HOPE-BP 2.0: Evaluating the Optimal Duration of Postpartum Remote Blood Pressure Monitoring
University of Minnesota
Summary
Postpartum remote blood pressure monitoring programs for patients with hypertensive disorders of pregnancy (HDP) are becoming part of standard postpartum management. Existing programs range in duration from 2 to 6 weeks but there has not been any evaluation as to what program duration is optimal. The primary objective of this study is to evaluate the impact of program duration on clinical outcomes for patients participating in a single institution's postpartum remote blood pressure monitoring program for patients with HDP.
Eligibility
- Age range
- 18+ years
- Sex
- Female
- Healthy volunteers
- No
Inclusion Criteria: * 18 years or older * Discharged after delivery at University of Minnesota Medical Center * Enrolled into the HOPE-BP Program Exclusion Criteria: * Ongoing antihypertensive medication use at 2 weeks (time of randomization) * Have a medical comorbidity that would not be clinically appropriate to randomize * Patients opted out of clinical research
Interventions
- Diagnostic Test2-Week Home Monitoring
Those who are randomized into the 2-week intervention arm will be unenrolled from the postpartum remote blood pressure monitoring program and therefore will no longer be transmitting twice daily blood pressures for review.
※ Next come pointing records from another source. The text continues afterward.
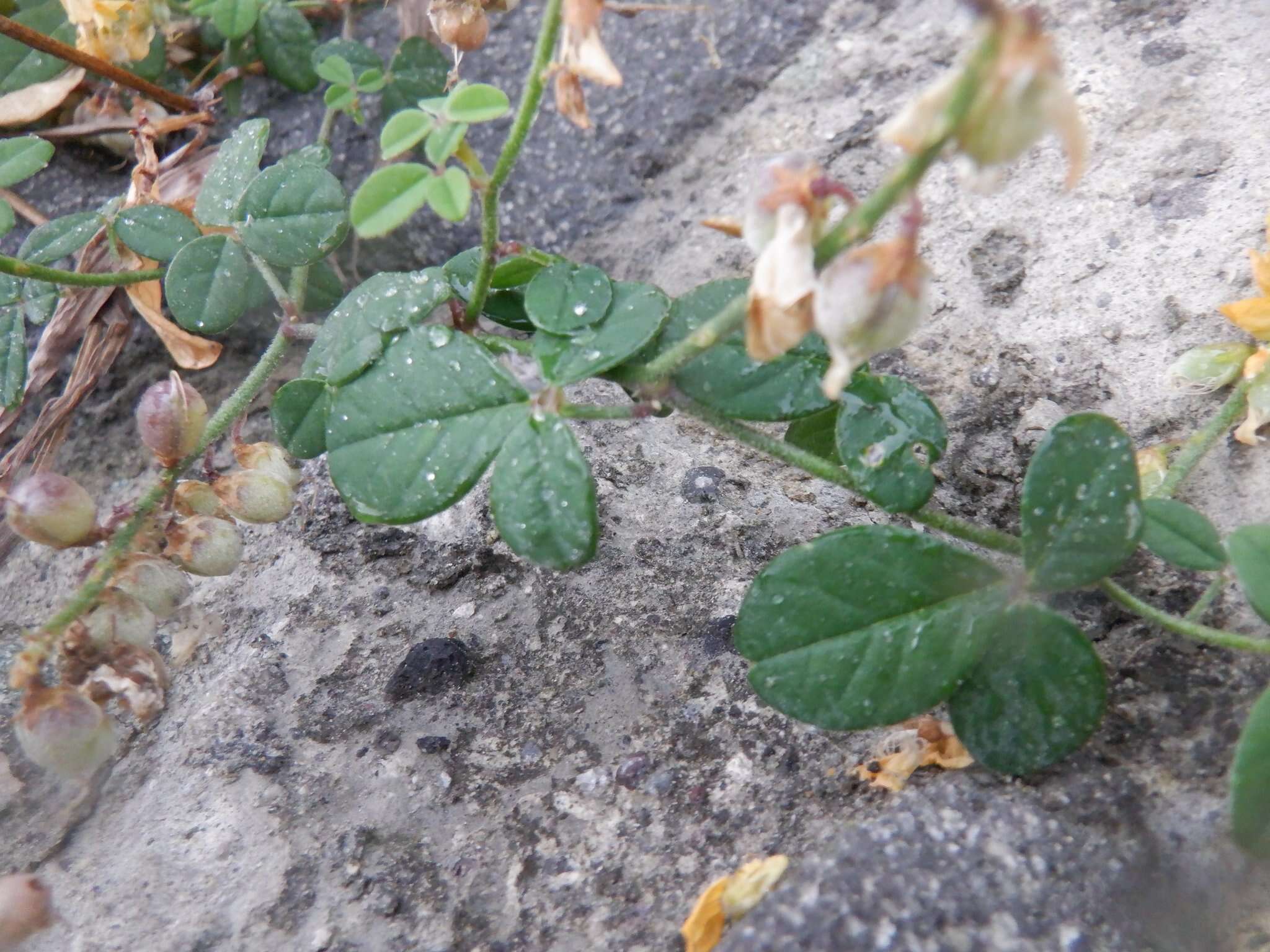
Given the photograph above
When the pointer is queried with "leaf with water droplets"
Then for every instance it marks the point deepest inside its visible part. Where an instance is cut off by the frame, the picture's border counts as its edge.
(889, 434)
(1181, 535)
(1250, 552)
(238, 162)
(1037, 696)
(634, 318)
(566, 298)
(300, 410)
(543, 496)
(1250, 782)
(411, 436)
(294, 215)
(727, 380)
(355, 333)
(1081, 513)
(865, 626)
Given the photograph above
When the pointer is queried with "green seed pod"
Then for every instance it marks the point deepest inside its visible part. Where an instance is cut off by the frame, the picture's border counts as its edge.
(254, 495)
(52, 511)
(63, 731)
(1209, 367)
(267, 457)
(121, 617)
(171, 418)
(154, 582)
(205, 546)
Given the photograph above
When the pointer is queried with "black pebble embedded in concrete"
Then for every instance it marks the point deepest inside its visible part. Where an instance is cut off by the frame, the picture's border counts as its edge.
(431, 667)
(701, 484)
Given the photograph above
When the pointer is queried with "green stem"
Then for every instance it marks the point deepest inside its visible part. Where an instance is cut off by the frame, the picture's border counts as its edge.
(521, 125)
(86, 597)
(1181, 626)
(830, 472)
(56, 276)
(1207, 598)
(1204, 438)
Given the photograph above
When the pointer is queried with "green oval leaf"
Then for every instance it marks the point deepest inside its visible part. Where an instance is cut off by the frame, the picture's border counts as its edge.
(443, 143)
(418, 71)
(403, 133)
(1081, 513)
(286, 43)
(206, 284)
(411, 436)
(1250, 553)
(566, 298)
(1181, 535)
(22, 156)
(353, 334)
(155, 230)
(236, 163)
(300, 410)
(294, 215)
(727, 380)
(634, 318)
(60, 238)
(235, 18)
(543, 496)
(389, 197)
(817, 433)
(450, 195)
(1250, 782)
(13, 356)
(889, 434)
(865, 626)
(1037, 696)
(478, 102)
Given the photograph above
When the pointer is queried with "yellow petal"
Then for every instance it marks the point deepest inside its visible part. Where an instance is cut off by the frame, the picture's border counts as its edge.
(1251, 315)
(703, 930)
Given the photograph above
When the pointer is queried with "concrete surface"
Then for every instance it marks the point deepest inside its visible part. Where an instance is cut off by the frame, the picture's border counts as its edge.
(283, 801)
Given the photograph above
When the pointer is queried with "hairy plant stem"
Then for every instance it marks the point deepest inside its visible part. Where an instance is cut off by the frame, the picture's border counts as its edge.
(1183, 626)
(516, 136)
(233, 408)
(56, 276)
(1206, 437)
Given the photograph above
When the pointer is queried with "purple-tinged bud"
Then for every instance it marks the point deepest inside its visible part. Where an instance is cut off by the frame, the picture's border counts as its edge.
(205, 545)
(52, 511)
(253, 495)
(172, 416)
(63, 731)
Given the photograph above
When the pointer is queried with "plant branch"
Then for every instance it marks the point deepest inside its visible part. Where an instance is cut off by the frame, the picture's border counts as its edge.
(47, 45)
(56, 276)
(86, 597)
(1181, 626)
(516, 136)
- Diagnostic Test6-Week Home Monitoring
HOPE-BP provides remote monitoring for the 35% of approximately 2,800 annual births at our institution complicated by HDP. Eligible patients enroll at hospital discharge into a 6-week program, submitting blood pressure readings twice daily via Epic's MyChart Care Companion. Participants receive immediate automated feedback, and a dedicated Maternal Fetal Medicine nursing team reviews data daily (Monday-Friday, 8 AM-4 PM), initiating or adjusting antihypertensive therapy as needed.